Nevertheless, as argued by the State, Hill's reference to the contradictory language
in Hill's PSI report, in and of itself, does not support the vacation of his sentence. In
short, because Hill's PSI report references his convictions as "720 ILCS 5/19-1:
Residential Burglary," there is some evidence supporting that Hill's prior Illinois
convictions were for simple burglaries and there is some evidence supporting that Hill's
prior Illinois convictions were for residential burglaries. As a result, these are
contradictory propositions. Thus, one must be true, and the other must be false.

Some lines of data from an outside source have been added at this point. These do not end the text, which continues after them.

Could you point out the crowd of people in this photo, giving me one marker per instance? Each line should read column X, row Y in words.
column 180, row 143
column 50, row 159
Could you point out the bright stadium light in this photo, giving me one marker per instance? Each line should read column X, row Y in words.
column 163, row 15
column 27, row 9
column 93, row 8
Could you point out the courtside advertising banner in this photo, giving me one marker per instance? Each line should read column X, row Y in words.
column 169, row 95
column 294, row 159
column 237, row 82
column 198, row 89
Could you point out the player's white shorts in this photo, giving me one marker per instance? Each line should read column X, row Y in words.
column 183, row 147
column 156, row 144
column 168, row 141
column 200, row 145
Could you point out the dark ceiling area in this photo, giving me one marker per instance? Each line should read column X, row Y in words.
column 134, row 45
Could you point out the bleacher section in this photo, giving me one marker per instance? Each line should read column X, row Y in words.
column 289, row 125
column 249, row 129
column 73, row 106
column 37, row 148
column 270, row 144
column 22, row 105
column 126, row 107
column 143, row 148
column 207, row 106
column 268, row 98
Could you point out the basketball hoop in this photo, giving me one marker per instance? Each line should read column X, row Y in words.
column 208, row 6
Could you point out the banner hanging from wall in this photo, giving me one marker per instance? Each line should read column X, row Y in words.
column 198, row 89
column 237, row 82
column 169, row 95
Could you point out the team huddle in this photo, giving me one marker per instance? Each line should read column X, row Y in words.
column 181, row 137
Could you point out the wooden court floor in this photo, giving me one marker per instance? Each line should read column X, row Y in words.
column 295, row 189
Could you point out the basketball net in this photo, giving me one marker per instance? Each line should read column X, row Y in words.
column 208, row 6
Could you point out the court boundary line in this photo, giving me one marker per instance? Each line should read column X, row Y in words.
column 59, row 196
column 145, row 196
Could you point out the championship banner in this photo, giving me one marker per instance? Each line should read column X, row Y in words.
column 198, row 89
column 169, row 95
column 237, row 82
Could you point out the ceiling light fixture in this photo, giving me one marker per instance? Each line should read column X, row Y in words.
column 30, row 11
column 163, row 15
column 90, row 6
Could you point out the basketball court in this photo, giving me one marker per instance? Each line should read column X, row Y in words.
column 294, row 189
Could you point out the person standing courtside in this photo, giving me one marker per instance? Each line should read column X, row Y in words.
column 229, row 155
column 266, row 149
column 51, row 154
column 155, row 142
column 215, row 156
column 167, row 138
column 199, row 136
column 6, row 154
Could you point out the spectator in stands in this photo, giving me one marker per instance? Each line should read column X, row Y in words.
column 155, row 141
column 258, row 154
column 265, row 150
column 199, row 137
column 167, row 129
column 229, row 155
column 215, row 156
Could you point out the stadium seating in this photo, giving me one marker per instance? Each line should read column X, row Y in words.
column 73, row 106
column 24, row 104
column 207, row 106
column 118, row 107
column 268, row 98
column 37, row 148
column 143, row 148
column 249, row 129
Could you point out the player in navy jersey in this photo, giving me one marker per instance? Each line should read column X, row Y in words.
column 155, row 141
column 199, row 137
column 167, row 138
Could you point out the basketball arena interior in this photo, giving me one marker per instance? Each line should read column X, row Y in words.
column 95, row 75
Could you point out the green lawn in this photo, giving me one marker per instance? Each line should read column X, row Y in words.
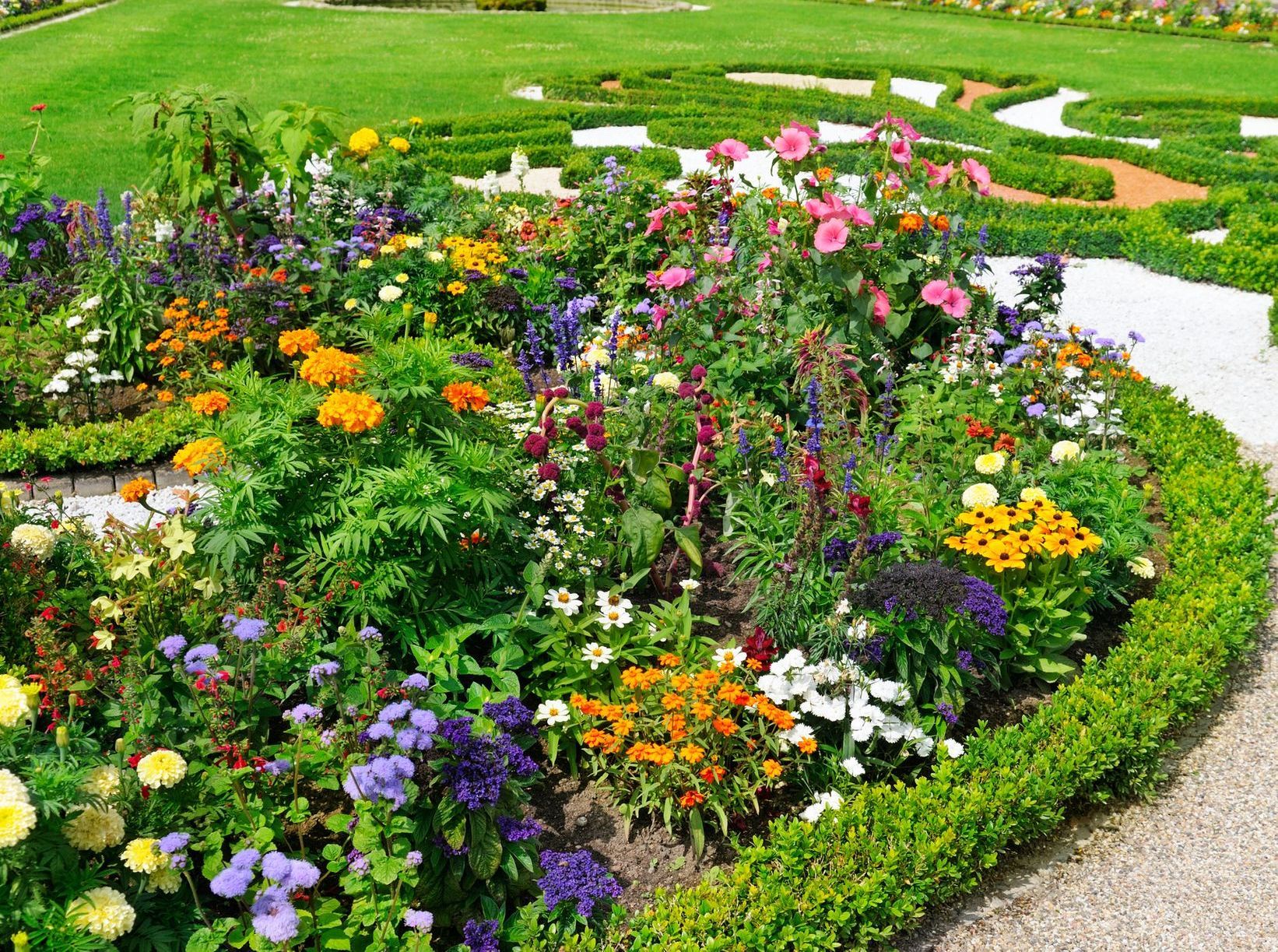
column 385, row 65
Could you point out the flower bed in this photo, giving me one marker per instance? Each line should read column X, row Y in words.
column 475, row 470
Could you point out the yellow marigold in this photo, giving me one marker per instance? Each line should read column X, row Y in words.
column 330, row 367
column 363, row 141
column 352, row 412
column 199, row 455
column 465, row 396
column 302, row 342
column 143, row 855
column 137, row 490
column 209, row 402
column 104, row 912
column 95, row 830
column 161, row 768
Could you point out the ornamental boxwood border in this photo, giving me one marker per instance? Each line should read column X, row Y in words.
column 871, row 870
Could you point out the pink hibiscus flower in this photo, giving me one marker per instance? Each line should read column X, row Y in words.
column 732, row 149
column 939, row 174
column 977, row 174
column 831, row 237
column 792, row 145
column 946, row 297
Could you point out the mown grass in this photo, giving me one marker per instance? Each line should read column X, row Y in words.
column 376, row 67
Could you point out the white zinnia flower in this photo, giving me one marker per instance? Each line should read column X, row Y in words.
column 597, row 655
column 553, row 712
column 567, row 602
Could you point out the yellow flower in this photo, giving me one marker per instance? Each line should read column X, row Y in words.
column 104, row 912
column 161, row 768
column 363, row 141
column 143, row 855
column 352, row 412
column 95, row 830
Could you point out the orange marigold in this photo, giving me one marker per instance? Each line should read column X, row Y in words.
column 465, row 396
column 328, row 367
column 209, row 402
column 352, row 412
column 300, row 342
column 199, row 455
column 137, row 490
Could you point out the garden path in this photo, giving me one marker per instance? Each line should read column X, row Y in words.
column 1192, row 869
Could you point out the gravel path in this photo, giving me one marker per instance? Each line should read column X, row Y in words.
column 1194, row 868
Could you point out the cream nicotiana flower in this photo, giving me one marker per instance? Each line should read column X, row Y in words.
column 979, row 495
column 104, row 912
column 565, row 601
column 161, row 768
column 597, row 655
column 551, row 712
column 991, row 463
column 1142, row 567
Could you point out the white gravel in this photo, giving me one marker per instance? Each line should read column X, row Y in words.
column 1210, row 343
column 1045, row 117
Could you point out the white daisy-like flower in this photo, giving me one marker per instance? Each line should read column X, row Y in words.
column 551, row 712
column 732, row 655
column 567, row 602
column 605, row 601
column 597, row 655
column 613, row 617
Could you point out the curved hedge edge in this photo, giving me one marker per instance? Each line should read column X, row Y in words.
column 53, row 13
column 53, row 450
column 895, row 850
column 1087, row 23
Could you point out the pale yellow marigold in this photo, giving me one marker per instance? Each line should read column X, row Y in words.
column 300, row 342
column 95, row 830
column 104, row 912
column 209, row 402
column 328, row 367
column 103, row 781
column 198, row 455
column 363, row 141
column 352, row 412
column 161, row 768
column 143, row 855
column 35, row 542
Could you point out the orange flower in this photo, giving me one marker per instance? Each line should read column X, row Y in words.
column 328, row 366
column 465, row 396
column 692, row 753
column 692, row 799
column 135, row 490
column 352, row 412
column 298, row 342
column 712, row 775
column 209, row 402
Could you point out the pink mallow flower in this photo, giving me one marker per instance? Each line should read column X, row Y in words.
column 831, row 237
column 732, row 149
column 792, row 145
column 977, row 174
column 939, row 174
column 670, row 279
column 946, row 297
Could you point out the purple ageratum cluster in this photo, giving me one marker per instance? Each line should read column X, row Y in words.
column 578, row 878
column 985, row 606
column 481, row 936
column 381, row 778
column 478, row 766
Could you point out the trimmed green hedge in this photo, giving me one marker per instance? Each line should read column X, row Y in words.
column 872, row 870
column 125, row 441
column 26, row 19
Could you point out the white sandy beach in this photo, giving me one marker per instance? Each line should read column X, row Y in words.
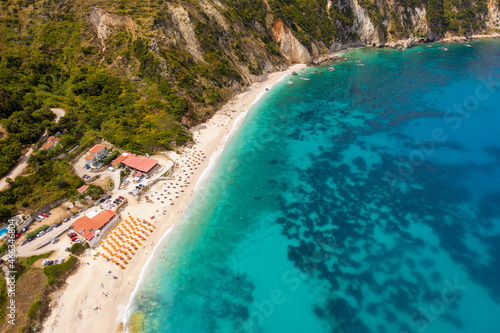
column 74, row 309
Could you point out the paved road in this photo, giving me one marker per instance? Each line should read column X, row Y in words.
column 24, row 159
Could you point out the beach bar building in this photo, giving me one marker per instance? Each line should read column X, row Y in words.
column 88, row 228
column 117, row 162
column 144, row 165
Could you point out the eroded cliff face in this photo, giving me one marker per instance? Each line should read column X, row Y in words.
column 493, row 14
column 291, row 48
column 206, row 48
column 105, row 23
column 363, row 26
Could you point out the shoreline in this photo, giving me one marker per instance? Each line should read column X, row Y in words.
column 93, row 285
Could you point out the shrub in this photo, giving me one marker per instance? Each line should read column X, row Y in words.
column 55, row 272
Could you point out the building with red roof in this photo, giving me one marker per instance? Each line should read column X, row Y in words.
column 83, row 189
column 118, row 161
column 87, row 227
column 49, row 145
column 140, row 164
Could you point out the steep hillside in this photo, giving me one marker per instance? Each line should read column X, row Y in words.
column 139, row 73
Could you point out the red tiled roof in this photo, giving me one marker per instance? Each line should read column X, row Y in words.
column 84, row 224
column 96, row 149
column 48, row 145
column 118, row 160
column 144, row 164
column 82, row 189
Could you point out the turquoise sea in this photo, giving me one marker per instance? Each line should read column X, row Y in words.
column 364, row 200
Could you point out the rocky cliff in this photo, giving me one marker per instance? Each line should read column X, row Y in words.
column 177, row 61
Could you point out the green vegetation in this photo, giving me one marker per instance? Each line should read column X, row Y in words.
column 3, row 296
column 140, row 90
column 3, row 248
column 34, row 307
column 36, row 231
column 310, row 20
column 54, row 180
column 56, row 273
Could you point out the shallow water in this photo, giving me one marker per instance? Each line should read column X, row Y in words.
column 363, row 200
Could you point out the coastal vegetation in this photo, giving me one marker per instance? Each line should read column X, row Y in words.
column 34, row 286
column 56, row 273
column 143, row 80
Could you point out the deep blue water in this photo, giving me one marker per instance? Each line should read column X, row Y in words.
column 364, row 200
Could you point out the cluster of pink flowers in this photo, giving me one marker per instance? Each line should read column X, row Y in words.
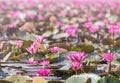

Moreover, because the categorical approach applies in this case, we simply need to know
what Illinois burglary statute Hill was convicted under to resolve his criminal history
challenge.

In summary, Hill has established that there is a real possibility his sentence is
illegal. Moreover, at the very least, his PSI report contains a clerical error. In addition, the
parties concede that remand is necessary. Thus, we direct the trial court to determine
whether Hill's previous Illinois burglaries were simple burglary or residential burglary
convictions. If the trial court finds that Hill violated the simple burglary statute under 720
ILCS 5/19-1, it must resentence Hill with his simple burglary convictions classified as
nonperson crimes.

Vacated in part and remanded with directions.